– Europa jest dziś świadkiem zbrodni dokonywanych w imię ideologii antynarodowej. To właśnie przyświeca Putinowi – chęć likwidacji wszelkich odrębności, zniszczenia tożsamości narodowych i roztopienia ich w wielkim rosyjskim imperium. Fakt istnienia narodu ukraińskiego jest dla niego czymś nie do zaakceptowania, w rosyjskiej propagandzie wielokrotnie mogliśmy usłyszeć oskarżanie Ukraińców o faszyzm – tylko dlatego, że korzystają ze swojego prawa do samostanowienia i zachowania odrębnej tożsamości narodowej. Dokładnie tak mówił Stalin: „Przeciwników nazywajcie faszystami lub antysemitami. Trzeba tylko wystarczająco często powtarzać te epitety” – stwierdził premier Mateusz Morawiecki w trakcie wykładu na uniwersytecie w Heidelbergu.
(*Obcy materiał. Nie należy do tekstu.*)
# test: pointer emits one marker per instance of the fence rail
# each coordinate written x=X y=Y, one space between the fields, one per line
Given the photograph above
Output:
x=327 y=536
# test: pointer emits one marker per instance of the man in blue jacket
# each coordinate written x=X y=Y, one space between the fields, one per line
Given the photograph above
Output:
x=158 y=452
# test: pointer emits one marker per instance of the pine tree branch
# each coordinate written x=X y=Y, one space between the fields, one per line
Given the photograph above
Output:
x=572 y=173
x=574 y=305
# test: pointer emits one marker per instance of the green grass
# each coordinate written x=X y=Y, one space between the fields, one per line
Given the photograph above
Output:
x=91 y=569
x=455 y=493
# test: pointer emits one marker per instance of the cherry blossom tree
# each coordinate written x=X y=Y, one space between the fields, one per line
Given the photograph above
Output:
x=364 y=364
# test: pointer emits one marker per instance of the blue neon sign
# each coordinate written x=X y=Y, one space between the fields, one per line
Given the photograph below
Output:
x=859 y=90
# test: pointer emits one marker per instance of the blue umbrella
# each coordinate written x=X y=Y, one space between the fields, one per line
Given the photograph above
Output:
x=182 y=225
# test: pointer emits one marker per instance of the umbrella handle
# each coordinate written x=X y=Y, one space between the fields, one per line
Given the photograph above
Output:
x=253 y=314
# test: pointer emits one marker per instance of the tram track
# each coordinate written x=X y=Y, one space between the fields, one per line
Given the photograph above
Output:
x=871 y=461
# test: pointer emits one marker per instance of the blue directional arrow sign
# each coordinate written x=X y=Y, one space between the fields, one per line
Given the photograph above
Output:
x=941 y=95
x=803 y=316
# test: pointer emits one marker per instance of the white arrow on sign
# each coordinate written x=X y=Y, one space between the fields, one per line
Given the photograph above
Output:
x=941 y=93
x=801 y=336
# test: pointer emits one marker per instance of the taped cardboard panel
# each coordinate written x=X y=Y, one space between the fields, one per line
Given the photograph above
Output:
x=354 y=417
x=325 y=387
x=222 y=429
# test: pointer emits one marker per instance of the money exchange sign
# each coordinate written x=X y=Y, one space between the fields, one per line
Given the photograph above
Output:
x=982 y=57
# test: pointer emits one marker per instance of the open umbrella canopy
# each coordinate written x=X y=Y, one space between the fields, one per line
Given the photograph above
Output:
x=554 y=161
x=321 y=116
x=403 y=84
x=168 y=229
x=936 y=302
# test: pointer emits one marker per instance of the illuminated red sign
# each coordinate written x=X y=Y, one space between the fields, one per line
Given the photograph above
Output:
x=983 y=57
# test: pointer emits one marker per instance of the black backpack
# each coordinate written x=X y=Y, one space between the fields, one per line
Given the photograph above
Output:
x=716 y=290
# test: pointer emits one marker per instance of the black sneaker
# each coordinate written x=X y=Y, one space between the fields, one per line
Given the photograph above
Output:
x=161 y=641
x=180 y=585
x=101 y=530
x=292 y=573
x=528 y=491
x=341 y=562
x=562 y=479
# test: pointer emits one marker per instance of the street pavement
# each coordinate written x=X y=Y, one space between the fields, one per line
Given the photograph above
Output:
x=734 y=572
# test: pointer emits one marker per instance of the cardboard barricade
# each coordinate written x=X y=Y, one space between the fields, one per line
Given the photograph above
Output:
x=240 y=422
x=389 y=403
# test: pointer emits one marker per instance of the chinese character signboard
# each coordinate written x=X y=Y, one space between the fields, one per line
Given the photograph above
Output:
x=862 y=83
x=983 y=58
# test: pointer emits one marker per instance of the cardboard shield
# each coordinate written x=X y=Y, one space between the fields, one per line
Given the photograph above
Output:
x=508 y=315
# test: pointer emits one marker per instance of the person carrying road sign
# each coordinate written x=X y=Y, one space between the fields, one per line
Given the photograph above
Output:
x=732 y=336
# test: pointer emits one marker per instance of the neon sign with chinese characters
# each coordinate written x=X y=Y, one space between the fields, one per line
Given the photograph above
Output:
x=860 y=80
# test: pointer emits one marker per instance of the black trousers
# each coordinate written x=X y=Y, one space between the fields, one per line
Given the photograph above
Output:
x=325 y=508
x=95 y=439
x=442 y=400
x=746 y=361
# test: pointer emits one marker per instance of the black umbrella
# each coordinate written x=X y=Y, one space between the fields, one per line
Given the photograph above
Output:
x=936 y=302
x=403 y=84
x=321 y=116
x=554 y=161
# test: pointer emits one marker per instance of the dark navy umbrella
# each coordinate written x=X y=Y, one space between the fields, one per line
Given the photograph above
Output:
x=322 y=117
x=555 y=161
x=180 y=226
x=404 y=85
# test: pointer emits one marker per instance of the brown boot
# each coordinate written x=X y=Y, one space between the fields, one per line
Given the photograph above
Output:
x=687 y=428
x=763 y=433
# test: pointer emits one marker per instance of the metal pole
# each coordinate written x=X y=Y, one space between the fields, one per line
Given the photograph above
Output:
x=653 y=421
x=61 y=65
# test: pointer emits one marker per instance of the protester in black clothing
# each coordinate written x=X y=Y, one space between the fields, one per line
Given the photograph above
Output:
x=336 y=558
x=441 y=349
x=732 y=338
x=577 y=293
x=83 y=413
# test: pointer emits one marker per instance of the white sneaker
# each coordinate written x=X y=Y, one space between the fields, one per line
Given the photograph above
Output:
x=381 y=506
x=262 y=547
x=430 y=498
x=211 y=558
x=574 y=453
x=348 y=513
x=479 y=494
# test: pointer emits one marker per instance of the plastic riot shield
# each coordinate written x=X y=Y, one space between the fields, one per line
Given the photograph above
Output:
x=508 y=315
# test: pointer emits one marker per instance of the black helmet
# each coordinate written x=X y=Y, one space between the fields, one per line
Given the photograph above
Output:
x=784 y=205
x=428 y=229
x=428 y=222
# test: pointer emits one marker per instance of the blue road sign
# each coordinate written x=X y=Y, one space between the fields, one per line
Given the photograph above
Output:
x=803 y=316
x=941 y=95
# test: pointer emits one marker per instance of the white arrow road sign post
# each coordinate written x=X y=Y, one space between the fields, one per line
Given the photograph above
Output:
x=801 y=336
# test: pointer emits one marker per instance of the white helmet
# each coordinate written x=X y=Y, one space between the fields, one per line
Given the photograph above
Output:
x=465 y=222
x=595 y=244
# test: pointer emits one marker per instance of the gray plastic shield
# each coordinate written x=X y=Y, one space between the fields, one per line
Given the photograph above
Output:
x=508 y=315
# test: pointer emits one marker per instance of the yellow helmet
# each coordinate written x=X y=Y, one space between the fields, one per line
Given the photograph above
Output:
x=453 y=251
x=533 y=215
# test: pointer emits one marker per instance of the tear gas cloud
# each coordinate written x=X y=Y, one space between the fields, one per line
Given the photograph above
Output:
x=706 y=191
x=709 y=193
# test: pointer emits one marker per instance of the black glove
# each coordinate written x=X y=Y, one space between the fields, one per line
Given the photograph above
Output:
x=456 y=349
– Trzeba powiedzieć jasno: faszystą jest ten, kto chce niszczyć inne narody. Jest nim każdy, kto chce narzucać innym narodom swoją wolę, wbrew prawu międzynarodowego, łamiąc prawa człowieka, depcząc ludzką godność. Faszystą jest dziś Władimir Putin i wszyscy współsprawcy rosyjskiej agresji. Jako Europejczycy mamy obowiązek przeciwstawienia się rosyjskiemu faszyzmowi. To jest właśnie Europejska tożsamość – kontynuował.